Tenía el propósito de no tratar cuestiones profesionales en esta columna, pero ahora que la colusión va a ser un delito y que, como director de una empresa láctea, me he enfrentado a varias acusaciones, me voy a ir preparando para la posibilidad de que alguna vez los jueces se equivoquen y me condenen.
Por ello me propongo hacer algo de academia previa para preparar mi defensa.
Una vez me invitaron a la comisión de Agricultura de la Cámara Baja a que expusiera sobre algún tema lácteo que ya no recuerdo. El tema del precio de la leche saltó inmediatamente. Una honorable, cuyo nombre mantendré en reserva (por eso de que los caballeros no tienen memoria), me miró con esa cara de desprecio que algunos reservan para los empresarios o los abogados y yo soy de los dos. Ella me muestra una botella de agua de nuestra producción y me espeta con cara de arrogante satisfacción respecto de su magnífico descubrimiento: "¿Cómo explica usted que su empresa pague 200 pesos el litro de leche a productor y me cobra por esta botella de agua 400 pesos en el quiosco de acá afuera del Congreso?".
Como esa pregunta sintetiza uno de los vicios de la política -el de la ignorancia temeraria, que no reconoce género ni partido-, es bueno responder públicamente a la honorable.
La diputada ignora los costos asociados con la actividad industrial, tratamiento de riles, logística, distribución, márketing, venta y auditoría. Olvida, además, el IVA y los márgenes de utilidad del fabricante de la botella; del transportista que la distribuye y del quiosco que la vende. Si ella quiere ir con un camión aljibe a comprar agua a nuestra planta, probablemente se la vendamos en 20 pesos el litro y no en 400 pesos la botella de 300 cc.
Lo que ella parece no entender es que el precio del agua embotellada deriva de lo que una película denominó "lo que ellas quieren". La diputada quiere tener agua disponible, a tiro de piedra, cada vez que tenga sed, eso significa distribuirla en todo Chile (100.000 puntos de venta).
Si ella no lo sabe, transportar agua es caro y en botellas más caro.
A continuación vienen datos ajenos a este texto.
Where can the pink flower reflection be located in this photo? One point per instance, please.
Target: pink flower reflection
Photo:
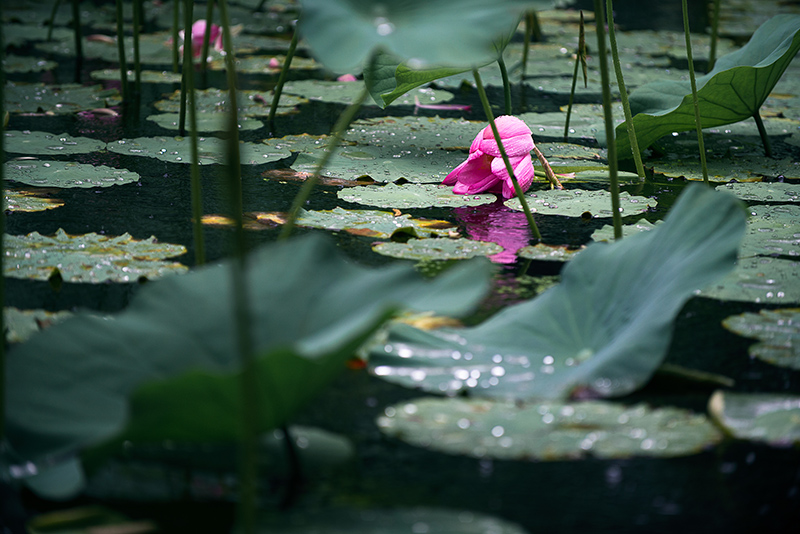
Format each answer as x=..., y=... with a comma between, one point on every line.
x=496, y=223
Pero, asimismo, ella quiere que la botella esté helada, para lo cual hay que tener refrigeradores en los puntos de venta, que hay que comprarlos y mantenerlos, pero que además funcionan con energía, que, gracias a las leyes que ella ha promulgado, es carísima.
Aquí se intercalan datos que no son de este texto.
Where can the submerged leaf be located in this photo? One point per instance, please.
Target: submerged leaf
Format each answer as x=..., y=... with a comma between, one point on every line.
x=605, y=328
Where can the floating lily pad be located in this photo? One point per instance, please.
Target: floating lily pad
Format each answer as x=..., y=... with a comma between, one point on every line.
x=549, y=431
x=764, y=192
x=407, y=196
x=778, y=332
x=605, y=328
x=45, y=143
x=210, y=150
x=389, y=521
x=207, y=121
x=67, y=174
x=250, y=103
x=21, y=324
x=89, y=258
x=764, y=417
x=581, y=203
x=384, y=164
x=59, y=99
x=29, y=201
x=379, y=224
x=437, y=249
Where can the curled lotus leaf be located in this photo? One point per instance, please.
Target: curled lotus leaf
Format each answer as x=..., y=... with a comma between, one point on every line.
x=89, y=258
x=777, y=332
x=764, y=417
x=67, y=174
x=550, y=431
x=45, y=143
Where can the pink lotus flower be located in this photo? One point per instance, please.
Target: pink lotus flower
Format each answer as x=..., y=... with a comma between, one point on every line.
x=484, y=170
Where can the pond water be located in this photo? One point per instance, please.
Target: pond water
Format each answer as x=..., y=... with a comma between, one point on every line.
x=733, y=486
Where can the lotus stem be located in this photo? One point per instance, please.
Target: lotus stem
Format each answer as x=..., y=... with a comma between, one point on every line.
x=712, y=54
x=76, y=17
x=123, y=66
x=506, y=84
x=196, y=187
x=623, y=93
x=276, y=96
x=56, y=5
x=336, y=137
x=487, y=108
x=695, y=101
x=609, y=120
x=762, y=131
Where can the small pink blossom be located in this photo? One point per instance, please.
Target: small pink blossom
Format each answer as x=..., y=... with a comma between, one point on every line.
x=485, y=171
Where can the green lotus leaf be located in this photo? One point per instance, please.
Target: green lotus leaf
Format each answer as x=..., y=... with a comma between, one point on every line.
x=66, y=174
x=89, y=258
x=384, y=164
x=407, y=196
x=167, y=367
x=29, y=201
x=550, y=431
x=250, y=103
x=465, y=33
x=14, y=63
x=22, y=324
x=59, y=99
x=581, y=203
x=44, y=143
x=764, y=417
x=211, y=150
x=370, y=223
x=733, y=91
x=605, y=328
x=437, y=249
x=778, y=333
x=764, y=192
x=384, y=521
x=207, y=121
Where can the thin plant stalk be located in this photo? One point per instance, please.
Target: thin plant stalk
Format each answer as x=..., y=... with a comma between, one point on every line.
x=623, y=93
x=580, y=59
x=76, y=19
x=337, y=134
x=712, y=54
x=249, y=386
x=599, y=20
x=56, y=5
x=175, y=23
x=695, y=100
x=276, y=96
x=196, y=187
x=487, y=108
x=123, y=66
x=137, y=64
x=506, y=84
Pero eso no es todo, también tenemos que lograr que ella elija nuestra botella y no las de la competencia, para lo cual hemos contratado diseñadores y realizado focus groups y encuestas que determinan el color, forma y tamaño del envase que prefieren las consumidoras, como asimismo invertir en posicionar la marca comercial para que ella la reconozca y la valore.
Ese envase, además, se fabrica a base de plástico, que es un derivado del petróleo, que es caro por los impuestos con que ella lo grava cada vez que aprueba una reforma tributaria.
Aparte de ello, hay que contratar a famosos que publiciten el agua, porque los chilenos no queremos tomar cualquier agua, sino la que toman la Tonka, Cecilia o el rey Arturo, lo que requiere de campañas de márketing y publicidad en medios.
Si a eso usted le suma los costos laborales, tributarios, legales (en defendernos de acusaciones infundadas), tramitación de permisos, cambios de fórmulas y rotulación por las nuevas normas de etiquetado y la infinidad de otros costos que ella con su voto ha contribuido a crear para las empresas, ella podrá entender por qué el precio del agua en el pozo o de la leche al pie de la vaca no tiene ninguna relación con el precio del agua o de la leche en el supermercado o quiosco de la esquina.
Finalmente, y aunque a ella le moleste, el propósito de una empresa es lucrar, porque los negocios malos no atraen capital, no contratan trabajadores, no pagan impuestos, no tienen créditos bancarios ni ayudan a las pensiones que dependen de las utilidades de las empresas; por lo que el precio incluye un margen de ganancia (más bien modesto hay que decirlo).
Sin lucro, no hay empresa posible; sin empresa, no queda otra que comerse las vacas o ir a tomar agua a la vertiente.